27 setembro 2009

Medo

O medo, talvez propositalmente sentido, cunhou apenas duas marcas suficientes para que brotassem filetes vermelhos sobre a pele branca e trêmula. A coragem outrora sentida, impulsionada pelo álcool e por idéias confusas, sumiu ao primeiro corte. Os olhos encharcados tentaram discernir alguma figura conhecida que pudesse enxugá-los. Contudo, a única coisa encarada, frente à frente, era a própria carcaça que os alojava. O rosto transfigurado, refletido no retrovisor, não representava mais aquela que o possuía. Não poderia ser pior. Estava à mercê de uma estranha: eu mesma. Se alguém viesse em socorro, acomodando a pobre cabeça doentia sobre seus ombros, dizendo, como numa canção de ninar, "calma, tudo isso há de passar", o confronto, mais uma vez, não se daria. E os monstros, como desde sempre, seriam empurrados com a barriga até a próxima bebedeira.

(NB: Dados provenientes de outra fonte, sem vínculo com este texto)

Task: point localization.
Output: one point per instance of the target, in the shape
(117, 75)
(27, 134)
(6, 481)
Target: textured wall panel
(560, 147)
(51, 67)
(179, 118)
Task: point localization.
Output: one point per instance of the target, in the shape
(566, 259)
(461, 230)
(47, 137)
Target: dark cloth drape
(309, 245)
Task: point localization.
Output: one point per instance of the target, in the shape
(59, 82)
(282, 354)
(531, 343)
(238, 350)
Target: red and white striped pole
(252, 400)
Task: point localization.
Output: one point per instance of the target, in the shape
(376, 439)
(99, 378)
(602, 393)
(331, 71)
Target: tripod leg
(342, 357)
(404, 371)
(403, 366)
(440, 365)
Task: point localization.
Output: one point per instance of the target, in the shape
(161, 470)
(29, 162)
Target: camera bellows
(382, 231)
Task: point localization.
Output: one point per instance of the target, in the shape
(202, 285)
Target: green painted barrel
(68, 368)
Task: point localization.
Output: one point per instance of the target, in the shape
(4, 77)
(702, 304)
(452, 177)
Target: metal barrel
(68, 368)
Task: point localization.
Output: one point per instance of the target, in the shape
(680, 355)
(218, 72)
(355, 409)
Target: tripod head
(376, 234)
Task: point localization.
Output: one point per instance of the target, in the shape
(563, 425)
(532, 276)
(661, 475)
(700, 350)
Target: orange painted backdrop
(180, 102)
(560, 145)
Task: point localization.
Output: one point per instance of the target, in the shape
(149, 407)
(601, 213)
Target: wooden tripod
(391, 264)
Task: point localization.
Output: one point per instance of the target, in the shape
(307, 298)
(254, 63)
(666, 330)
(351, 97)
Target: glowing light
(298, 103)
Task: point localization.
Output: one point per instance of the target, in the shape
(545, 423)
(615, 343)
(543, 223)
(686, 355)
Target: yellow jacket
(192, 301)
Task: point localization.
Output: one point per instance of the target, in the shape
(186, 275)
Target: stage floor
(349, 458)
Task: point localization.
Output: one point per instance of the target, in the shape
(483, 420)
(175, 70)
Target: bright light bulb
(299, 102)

Doce ilusão de desesperado imaginar que, deixando o metal fundido descer goela abaixo, o gozo e a paz instalarão, mesmo que temporariamente, na alma enfraquecida, acalmando à força o demônio dentro de si. Não há calma sob correntes. Eu o futuquei até fazê-lo reagir. Sua liberdade foi esfregada na minha cara. Não sei se no fundo de outros poços há água. No meu, há o vermelho. Estou viva. E três cordas são lançadas para mim: ou mato eu a peste; ou sucumbo a ela; ou jogo cartas, com algum coringa sob as mangas. Somente eu e ela. Sem canções de ninar.